Dès 1766, le projet d’un établissement est élaboré par Riminiac, tuteur de Boldgerd. L’année suivante, une société fut formée. Riminiac versa son héritage (12) et obtint la régie. Le projet vise à créer un établissement dans un partie inhabitée de l’île. Boldgerd se charge de la reconnaissance : « il parcourut la côte pour découvrir un lieu propre à cet établissement » et fixa son choix sur le lieu-dit La Rivière des Citronniers « à 16 lieue sous le vent de la ville de port Louis » (13). La société obtint à peu de distance des bords de la mer six terrains d’habitation « en consentant la réunion au domaine d’une pareille quantité de terre en d’autres quartiers (14) ». Etienne Boldgerd décrit les lieux comme étant une petite plaine sablonneuse, dépouillée de bois près du bord de la mer. Ses premiers soins furent d’assurer « la subsistance de sa peuplade ». Il choisit la petite plaine sablonneuse pour y cultiver son premier champ puis eut soin d’établir une communication entre ce champ et la mer car la voie maritime était le seul moyen de communiquer avec le chef-lieu de la colonie, « le défaut de chemin rendant le transport impossible ». Il établit un « chantier » (comprendre une exploitation forestière et sans doute une scierie) et construisit une chaloupe « et s’en servit pour visiter les havres voisins, en bien reconnaître les passes, afin d’assurer des retraites à son bateau dans les mauvais temps. Ce cabotage n’avoit point été pratiqué jusqu’alors ». Plus tard il construisit un bateau plus fort pour assurer à son entreprise un débouché au Port-Louis.

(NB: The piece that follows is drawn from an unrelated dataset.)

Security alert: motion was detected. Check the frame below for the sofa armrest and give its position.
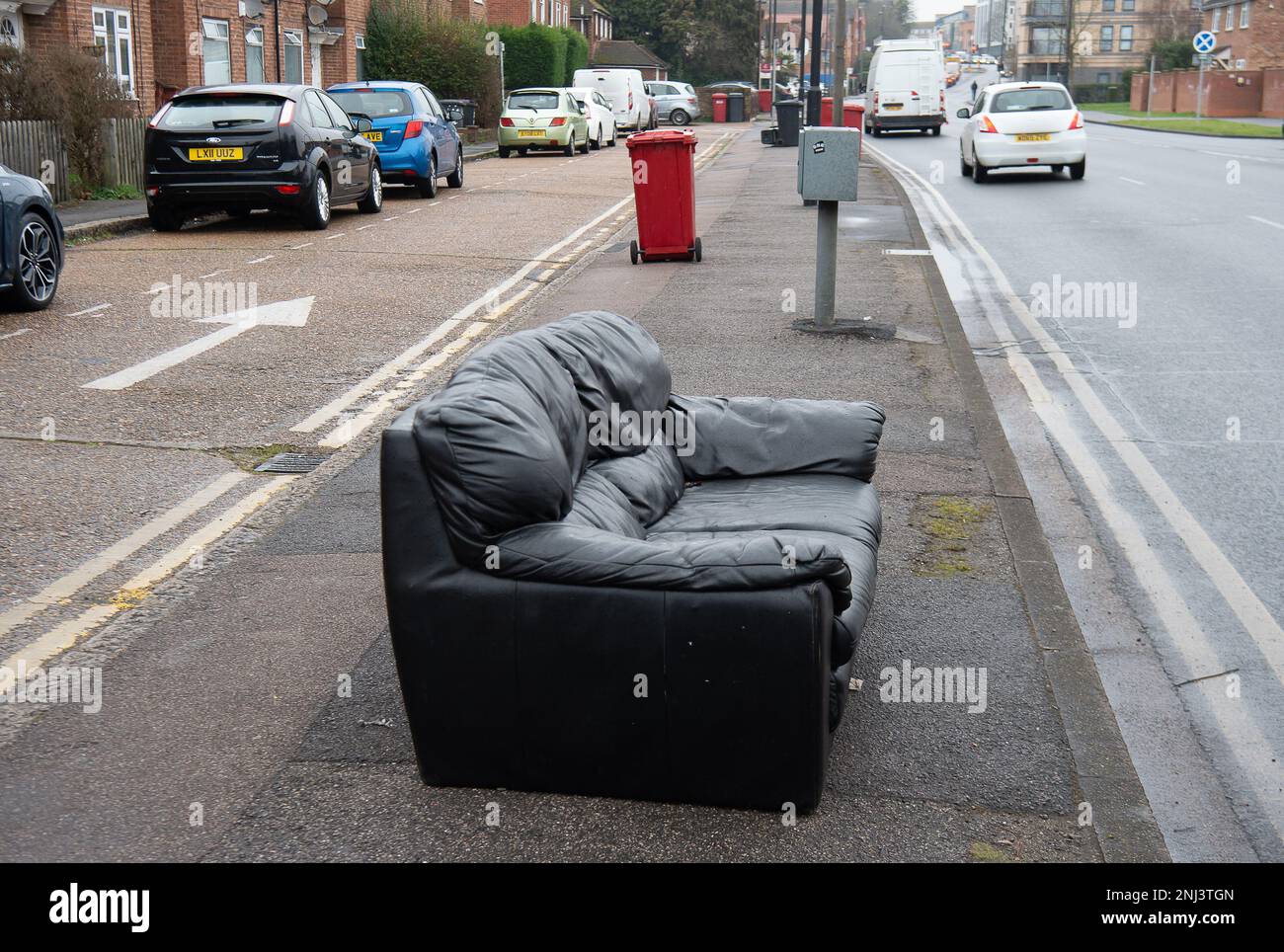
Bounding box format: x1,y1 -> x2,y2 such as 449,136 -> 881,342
669,394 -> 886,482
482,522 -> 851,612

Le contexte semble favorable à Boldgerd. Il signale que les débuts de son exploitation correspondent à la rétrocession au Roi de l’île par la Compagnie et que les administrateurs de l’île « s’occupaient efficacement de la prospérité de la colonie ». Le premier soin des nouveaux administrateurs royaux est de rénover et développer les installations portuaires, travaux qui nécessitent une grande quantité de bois. Boldgerd en plus d’être un entrepreneur audacieux est aussi un observateur perspicace de la conjoncture politique et économique. Il ajoute à cela une véritable réflexion que l’on pourrait qualifier d’écologique avant l’heure. En effet en même temps qu’il gère son exploitation de la Rivière des Citronniers il parcourt les différents « quartiers » de l’île où il observe « la dévastation des bois qu’avoit occasionné la guerre de 1756 » (15) et fait le constat de la voir «augmenter journellement dans les environs de la ville de Port-Louis, sur tous les bords de mer habités, et même dans l’intérieur de l’Ile ». Il observait que l’augmentation des cultures contribuait à cette dévastation : « les plus beaux bois de construction étaient abattus et brulés sur le sol ».



Bodgerd mène une réflexion dans laquelle il prend en compte son propre intérêt d’entrepreneur et l’intérêt général (c’est-à-dire celui de la colonie) : « sa position l’éclaira peut-être sur ce qu’une pareille conduite pouvoit avoir de contraire au bien ». Il remarque que la difficulté de transport de ses grains jusqu’au chef-lieu rend ceux-ci trop chers et que, par conséquent, les cultures ne sont pas rentables.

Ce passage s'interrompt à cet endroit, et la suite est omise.